DeepMyna

Lead Participant: HABITAT LEARN LIMITED

Abstract

Habitat Learn Limited (HLL) provides a personalised learning toolkit (HabitatLearn) to improve learning outcomes for students. HabitatLearn is an ?ecosystem? of live closed-captioning, note-taking and mindmaps, enabling students to reach individual learning objectives. It has 20,000+ UK student-users, and 300 HEI partners in UK and North America. DeepMyna builds upon IUK project DeepSpark, an AI toolkit optimising automated speech recognition (ASR) models for higher education.

European Accessibility Act (2019) requires accurate video-captioning by public sector bodies to make lectures accessible for students with specific learning disabilities. Despite advances in ASR, human intervention is still required for accuracy, making costs prohibitive.

The use of AI to convert speech into text is well documented. However, there are significant issues with the current solutions: -

* Accuracy for technical, complex language is not good as most ASR models are built for general conversation; and
* Privacy and Security concerns for confidential material being shared on the cloud.
* Gender and race bias which renders it unusable for certain individuals.
* Costs for human-curated alternatives are too high.

DeepMyna proposes a solution to this problem by developing a framework to include provenance data in ASR training and evaluation, so that any bias can be detected and tracked all through the ASR training process. Current ASR evaluation focuses too much on the general accuracy in a certain language. Our belief is everyone should enjoy ASR service and ASR should be tailored for everyone. So in the fine-tuning of ASR services, we need to be clear on what data has been fed into ASR and evaluate how it will affect the fine-tuned model.

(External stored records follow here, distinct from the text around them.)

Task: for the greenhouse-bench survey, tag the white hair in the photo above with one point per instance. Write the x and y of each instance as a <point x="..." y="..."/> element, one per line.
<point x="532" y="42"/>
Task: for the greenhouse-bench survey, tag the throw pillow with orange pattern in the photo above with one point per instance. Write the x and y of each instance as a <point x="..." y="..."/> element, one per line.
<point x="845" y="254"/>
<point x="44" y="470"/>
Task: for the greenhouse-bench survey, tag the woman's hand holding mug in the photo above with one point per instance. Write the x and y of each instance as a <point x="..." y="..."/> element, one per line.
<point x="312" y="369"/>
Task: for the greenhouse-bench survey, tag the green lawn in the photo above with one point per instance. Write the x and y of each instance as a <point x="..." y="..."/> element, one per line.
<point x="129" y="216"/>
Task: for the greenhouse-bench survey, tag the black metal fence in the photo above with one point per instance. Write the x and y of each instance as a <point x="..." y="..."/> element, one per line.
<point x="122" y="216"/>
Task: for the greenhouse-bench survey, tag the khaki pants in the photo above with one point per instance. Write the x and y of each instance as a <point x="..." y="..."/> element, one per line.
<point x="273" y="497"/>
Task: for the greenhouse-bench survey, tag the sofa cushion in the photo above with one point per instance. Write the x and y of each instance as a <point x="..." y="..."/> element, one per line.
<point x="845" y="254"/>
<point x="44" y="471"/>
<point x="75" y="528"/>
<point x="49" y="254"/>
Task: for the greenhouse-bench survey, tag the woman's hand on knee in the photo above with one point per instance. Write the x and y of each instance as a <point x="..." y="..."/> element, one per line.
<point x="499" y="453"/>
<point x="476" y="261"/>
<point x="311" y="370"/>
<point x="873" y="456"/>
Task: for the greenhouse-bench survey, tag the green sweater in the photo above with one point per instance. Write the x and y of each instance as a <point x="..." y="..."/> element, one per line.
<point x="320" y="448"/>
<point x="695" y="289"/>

DeepMyna framework will be designed based on HLL's datasets compiled from 300,000 hours of lecture recordings with manually curated transcript and summary notes, where we will extract provenance data for ASR training, such as language, background noise, gender, age, accent, etc. The same provenance data will also be applied to the evaluation matrix, I.e. what is the bias on each domain defined in the provenance data.

HLL has good working relationships with many partners in ASR and transcription companies, and we will firstly select partners to form the consortium and together work on the use cases descriptions and proposed solutions.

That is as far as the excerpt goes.